The numbers shot up following a viral message regarding a thalassemia patient who was in need of blood for transfusion on social media as well as calls from Minister of Health Dato Seri Setia Dr Haji Mohd Isham bin Haji Jaafar for public to step up to the plate.
Thalassemia is an inherited blood disorder that affects the body’s ability to produce sufficient amount haemoglobin. As haemoglobin enables red blood cells to carry oxygen, thalassemia can cause anaemia, leaving the patient fatigued, with the impact ranging from mild to severe to life-threatening.
A person may not a mild form of thalassemia, which does not necessitate treatment. However, more severe forms may require regular blood transfusions.
“We need donors to step forward and not just during the ‘viral’ timewhich then leads to a drop in the number of donors afterwards,” said Chong, while adding that active donors “should come back after 56 days.
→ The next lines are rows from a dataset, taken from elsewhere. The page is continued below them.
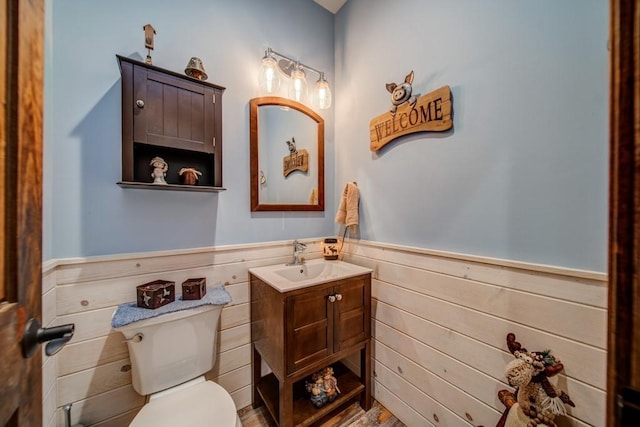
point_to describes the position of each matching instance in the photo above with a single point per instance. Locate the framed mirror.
(287, 156)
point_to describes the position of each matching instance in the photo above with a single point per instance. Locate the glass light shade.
(268, 79)
(322, 94)
(298, 85)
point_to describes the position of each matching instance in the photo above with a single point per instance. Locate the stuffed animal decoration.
(402, 93)
(536, 401)
(323, 387)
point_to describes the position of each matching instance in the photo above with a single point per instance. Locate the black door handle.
(55, 337)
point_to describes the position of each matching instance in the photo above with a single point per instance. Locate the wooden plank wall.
(49, 367)
(440, 325)
(92, 371)
(439, 328)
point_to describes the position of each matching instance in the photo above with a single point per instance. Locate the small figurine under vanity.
(323, 387)
(330, 249)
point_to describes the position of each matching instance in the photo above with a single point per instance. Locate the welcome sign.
(431, 112)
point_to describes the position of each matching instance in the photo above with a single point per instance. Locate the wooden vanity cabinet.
(172, 116)
(299, 332)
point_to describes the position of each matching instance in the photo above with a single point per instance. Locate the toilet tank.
(174, 347)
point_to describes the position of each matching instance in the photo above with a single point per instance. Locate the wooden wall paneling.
(119, 420)
(236, 379)
(91, 382)
(492, 330)
(112, 266)
(234, 337)
(103, 406)
(420, 402)
(398, 406)
(485, 358)
(242, 397)
(526, 308)
(92, 295)
(49, 391)
(232, 359)
(452, 376)
(458, 388)
(90, 353)
(584, 287)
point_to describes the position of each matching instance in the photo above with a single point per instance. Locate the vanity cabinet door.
(309, 328)
(351, 314)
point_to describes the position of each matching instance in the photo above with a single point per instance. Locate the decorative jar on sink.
(304, 318)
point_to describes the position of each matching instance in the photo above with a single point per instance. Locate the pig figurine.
(402, 93)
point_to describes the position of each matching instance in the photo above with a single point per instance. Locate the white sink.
(289, 277)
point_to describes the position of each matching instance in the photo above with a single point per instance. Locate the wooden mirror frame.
(254, 104)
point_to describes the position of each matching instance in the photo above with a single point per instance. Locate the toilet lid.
(201, 405)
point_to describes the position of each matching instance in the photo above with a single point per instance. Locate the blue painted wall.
(523, 175)
(85, 212)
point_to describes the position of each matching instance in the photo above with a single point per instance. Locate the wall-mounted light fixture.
(274, 63)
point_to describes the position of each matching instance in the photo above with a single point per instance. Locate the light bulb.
(322, 93)
(298, 84)
(268, 79)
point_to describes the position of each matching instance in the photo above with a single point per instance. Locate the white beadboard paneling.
(420, 402)
(236, 379)
(441, 317)
(91, 353)
(91, 382)
(399, 408)
(232, 359)
(441, 375)
(119, 420)
(518, 306)
(126, 265)
(242, 397)
(581, 361)
(585, 287)
(103, 406)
That way, we can secure blood stock for everyone”.
He said, “With the second wave of the COVID-19 outbreak, there are individuals who show reluctance in coming forward to make a donation not because they are not keening on making a difference; but merely wary of the coronavirus.
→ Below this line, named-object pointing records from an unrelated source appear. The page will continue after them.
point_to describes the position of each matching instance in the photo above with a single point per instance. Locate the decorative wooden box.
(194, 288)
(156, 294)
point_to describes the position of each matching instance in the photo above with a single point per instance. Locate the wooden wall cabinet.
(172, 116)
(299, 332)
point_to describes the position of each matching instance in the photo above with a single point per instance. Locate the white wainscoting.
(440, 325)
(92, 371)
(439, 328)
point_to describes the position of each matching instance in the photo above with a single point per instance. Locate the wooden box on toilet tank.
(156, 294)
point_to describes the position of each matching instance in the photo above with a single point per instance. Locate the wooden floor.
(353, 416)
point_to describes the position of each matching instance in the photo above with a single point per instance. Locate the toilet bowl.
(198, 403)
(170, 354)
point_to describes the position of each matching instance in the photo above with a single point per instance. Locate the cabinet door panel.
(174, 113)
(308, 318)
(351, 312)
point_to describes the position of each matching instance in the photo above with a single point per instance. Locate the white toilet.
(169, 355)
“Thankfully, there are people out there who do trust that the procedure will be conducted with the strictest adherence to the standard operating procedure (SOP) to safeguard the donors as well as the medical team deployed to the temporarily set-up blood donation centre.”
Chong said several measures have been taken to gain public confidence, including temporarily moving to more spacious lobby area of the Health Promotion Centre, Ministry of Health (MoH).
A stringent SOP is also in place including temperature check, social distancing, mask mandate at all times, and sanitising of hands before and after the donation. Donors need to undergo the antigen rapid test (ART), and only those with green BruHealth code are allowed to enter the premises. The chairs and equipment are also sanitised regularly.
“We capped the maximum donors to 100 per day. Although walk-ins are available, we strongly encourage donors to book a slot through the Bloodkad application to avoid disappointment,” he said. “Walk-ins will need to take turns, as the available of a slot depends on the situation. They may have to wait long to get a slot since priority is given to those who booked through Bloodkad and if there are too many people booked on the day, walk-ins will not be accepted.”
Recently, several members of the local media were among the donors who answered the call by rolling up their sleeves for a good cause.